Failover Plugin v2 Configuration Parameters

In addition to the parameters that you can configure for the underlying driver, you can pass the following parameters to the AWS Advanced NodeJS Wrapper through the connection URL to specify additional failover behavior.

Parameter Value Required Description Default Value
failoverMode String No Defines a mode for failover process. Failover process may prioritize nodes with different roles and connect to them. Possible values:

- strict-writer - Failover process follows writer instance and connects to a new writer when it changes.
- reader-or-writer - During failover, the wrapper tries to connect to any available/accessible reader instance. If no reader is available, the wrapper will connect to a writer instance. This logic mimics the logic of the Aurora read-only cluster endpoint.
- strict-reader - During failover, the wrapper tries to connect to any available reader instance. If no reader is available, the wrapper raises an error. Reader failover to a writer instance will only be allowed for single-instance clusters. This logic mimics the logic of the Aurora read-only cluster endpoint.
Default value depends on connection url. For Aurora read-only cluster endpoint, it's set to reader-or-writer. Otherwise, it's strict-writer.
enableClusterAwareFailover Boolean No Set to true to enable the fast failover behavior offered by the AWS Advanced NodeJS Wrapper. Set to false for simple connections that do not require fast failover functionality. true
clusterTopologyRefreshRateMs Number No Cluster topology refresh rate in milliseconds when a cluster is not in failover. 30000
clusterTopologyHighRefreshRateMs Number No Interval of time in milliseconds to wait between attempts to update cluster topology after the writer has come back online following a failover event. Usually, the topology monitoring component uses this increased monitoring rate for 30s after a new writer is detected. 100
failoverTimeoutMs Number No Maximum allowed time in milliseconds to attempt reconnecting to a new writer or reader instance after a cluster failover is initiated. 300000
failoverReaderHostSelectorStrategy String No The strategy that should be used to select a new reader host while opening a new connection. See: Reader Selection Strategies for options. random

Please refer to the original Failover Plugin for more details about error codes, configurations, connection pooling and sample codes.

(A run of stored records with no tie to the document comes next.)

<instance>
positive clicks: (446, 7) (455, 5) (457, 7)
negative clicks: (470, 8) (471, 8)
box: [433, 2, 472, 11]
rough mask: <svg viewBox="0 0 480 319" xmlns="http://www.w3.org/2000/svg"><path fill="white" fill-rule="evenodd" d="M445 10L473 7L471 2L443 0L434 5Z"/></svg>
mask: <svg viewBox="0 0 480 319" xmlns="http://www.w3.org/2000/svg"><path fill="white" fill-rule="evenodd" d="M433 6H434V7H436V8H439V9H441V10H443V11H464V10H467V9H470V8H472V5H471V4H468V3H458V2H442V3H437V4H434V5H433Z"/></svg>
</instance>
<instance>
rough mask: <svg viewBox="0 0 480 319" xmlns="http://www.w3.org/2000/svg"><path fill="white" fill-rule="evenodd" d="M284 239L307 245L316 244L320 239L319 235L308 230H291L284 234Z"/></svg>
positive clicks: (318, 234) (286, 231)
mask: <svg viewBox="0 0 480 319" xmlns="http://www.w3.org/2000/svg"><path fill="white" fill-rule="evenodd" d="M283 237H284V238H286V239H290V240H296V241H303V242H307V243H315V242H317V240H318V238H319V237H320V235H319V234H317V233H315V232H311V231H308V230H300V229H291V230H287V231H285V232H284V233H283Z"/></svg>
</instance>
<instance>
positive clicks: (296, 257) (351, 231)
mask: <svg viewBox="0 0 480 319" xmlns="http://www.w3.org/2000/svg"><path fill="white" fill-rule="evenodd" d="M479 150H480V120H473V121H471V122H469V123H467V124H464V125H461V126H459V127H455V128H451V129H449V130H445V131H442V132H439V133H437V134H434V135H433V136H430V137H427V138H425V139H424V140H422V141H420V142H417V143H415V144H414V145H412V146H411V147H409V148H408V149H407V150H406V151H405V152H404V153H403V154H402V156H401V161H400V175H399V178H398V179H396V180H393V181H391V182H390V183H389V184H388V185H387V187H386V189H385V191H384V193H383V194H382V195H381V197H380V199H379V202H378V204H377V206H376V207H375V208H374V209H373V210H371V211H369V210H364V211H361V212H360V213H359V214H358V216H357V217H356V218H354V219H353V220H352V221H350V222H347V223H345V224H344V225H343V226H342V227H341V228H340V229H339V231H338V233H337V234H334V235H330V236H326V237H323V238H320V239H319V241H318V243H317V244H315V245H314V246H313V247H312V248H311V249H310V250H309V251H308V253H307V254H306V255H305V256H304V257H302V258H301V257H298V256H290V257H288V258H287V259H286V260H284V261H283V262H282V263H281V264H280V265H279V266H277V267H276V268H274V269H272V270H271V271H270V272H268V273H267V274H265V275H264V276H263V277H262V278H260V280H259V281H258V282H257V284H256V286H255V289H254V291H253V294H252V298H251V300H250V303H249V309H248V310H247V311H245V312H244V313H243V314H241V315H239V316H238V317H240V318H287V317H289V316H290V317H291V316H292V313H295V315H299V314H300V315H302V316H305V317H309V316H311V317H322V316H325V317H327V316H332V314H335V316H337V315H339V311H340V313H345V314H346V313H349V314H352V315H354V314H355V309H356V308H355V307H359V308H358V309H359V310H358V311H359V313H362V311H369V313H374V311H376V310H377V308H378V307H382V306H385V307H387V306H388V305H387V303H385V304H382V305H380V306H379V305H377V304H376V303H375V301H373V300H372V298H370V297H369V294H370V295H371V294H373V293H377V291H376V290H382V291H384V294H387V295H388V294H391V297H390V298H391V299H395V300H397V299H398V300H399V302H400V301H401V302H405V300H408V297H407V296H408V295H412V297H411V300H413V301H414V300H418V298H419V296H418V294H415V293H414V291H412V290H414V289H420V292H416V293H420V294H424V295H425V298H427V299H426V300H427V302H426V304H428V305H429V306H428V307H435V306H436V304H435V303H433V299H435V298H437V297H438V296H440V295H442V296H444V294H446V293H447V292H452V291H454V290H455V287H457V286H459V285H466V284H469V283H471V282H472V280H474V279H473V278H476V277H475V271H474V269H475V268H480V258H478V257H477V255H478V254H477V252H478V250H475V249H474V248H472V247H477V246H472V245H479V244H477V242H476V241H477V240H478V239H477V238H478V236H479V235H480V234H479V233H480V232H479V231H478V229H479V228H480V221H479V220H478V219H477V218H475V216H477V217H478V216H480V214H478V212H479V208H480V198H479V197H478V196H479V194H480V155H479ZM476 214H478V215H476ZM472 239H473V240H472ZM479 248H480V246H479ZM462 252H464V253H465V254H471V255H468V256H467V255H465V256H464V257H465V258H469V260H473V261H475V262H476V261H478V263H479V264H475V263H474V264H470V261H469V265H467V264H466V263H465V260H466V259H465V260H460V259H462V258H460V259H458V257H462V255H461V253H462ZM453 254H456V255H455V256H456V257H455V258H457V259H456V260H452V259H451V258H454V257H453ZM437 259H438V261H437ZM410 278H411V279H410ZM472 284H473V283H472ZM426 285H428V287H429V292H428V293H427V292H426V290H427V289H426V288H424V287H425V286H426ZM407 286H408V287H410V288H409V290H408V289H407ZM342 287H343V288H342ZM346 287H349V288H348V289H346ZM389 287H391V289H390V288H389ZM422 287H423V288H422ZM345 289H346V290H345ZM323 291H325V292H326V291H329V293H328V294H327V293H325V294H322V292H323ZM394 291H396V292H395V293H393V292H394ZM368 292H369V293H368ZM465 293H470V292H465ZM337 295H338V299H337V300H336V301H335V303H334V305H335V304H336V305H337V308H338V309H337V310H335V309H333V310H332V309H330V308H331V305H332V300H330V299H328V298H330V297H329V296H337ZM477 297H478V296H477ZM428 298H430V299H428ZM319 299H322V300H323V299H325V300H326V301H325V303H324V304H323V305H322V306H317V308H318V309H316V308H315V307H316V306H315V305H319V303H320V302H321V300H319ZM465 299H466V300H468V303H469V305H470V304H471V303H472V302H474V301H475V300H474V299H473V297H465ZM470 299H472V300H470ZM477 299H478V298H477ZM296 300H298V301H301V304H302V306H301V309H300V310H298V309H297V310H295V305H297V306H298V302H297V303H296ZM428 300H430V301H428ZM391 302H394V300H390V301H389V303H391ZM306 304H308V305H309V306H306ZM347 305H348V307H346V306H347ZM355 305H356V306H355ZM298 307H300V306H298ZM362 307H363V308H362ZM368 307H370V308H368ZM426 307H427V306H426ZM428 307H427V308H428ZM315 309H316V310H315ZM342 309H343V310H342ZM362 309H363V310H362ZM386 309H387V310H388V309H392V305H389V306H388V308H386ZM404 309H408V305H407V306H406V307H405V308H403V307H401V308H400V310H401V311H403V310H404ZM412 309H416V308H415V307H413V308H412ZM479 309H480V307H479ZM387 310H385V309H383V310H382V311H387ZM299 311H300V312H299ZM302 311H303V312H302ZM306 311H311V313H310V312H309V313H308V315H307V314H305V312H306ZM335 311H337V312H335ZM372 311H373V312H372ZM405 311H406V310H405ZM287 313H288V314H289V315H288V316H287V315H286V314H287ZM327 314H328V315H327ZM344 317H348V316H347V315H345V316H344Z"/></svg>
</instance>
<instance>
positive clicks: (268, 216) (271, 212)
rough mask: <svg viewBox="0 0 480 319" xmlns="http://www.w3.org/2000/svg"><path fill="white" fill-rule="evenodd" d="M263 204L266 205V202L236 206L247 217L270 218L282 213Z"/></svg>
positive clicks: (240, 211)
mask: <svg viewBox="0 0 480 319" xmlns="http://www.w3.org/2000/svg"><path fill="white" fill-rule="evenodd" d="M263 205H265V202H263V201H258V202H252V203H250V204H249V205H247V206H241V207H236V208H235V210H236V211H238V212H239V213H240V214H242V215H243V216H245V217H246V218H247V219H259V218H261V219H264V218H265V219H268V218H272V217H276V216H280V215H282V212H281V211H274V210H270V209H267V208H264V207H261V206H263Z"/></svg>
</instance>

If you would like to use different parameters for the topology monitoring connections, these can be added with the prefix topology_monitoring_. For example, if you wanted to connect with a different user, you could pass in the parameter user: "admin" and topology_monitoring_user: "other_user". Within the main program connections will connect with the admin user and ignore other_user. When monitoring the topology other_user will be used to connect, replacing admin.

Sample Code

PostgreSQL Failover Sample Code
MySQL Failover Sample Code

This sample code uses the original failover plugin, but it can also be used with the failover2 plugin. Configuration parameters should be adjusted in accordance with the table above.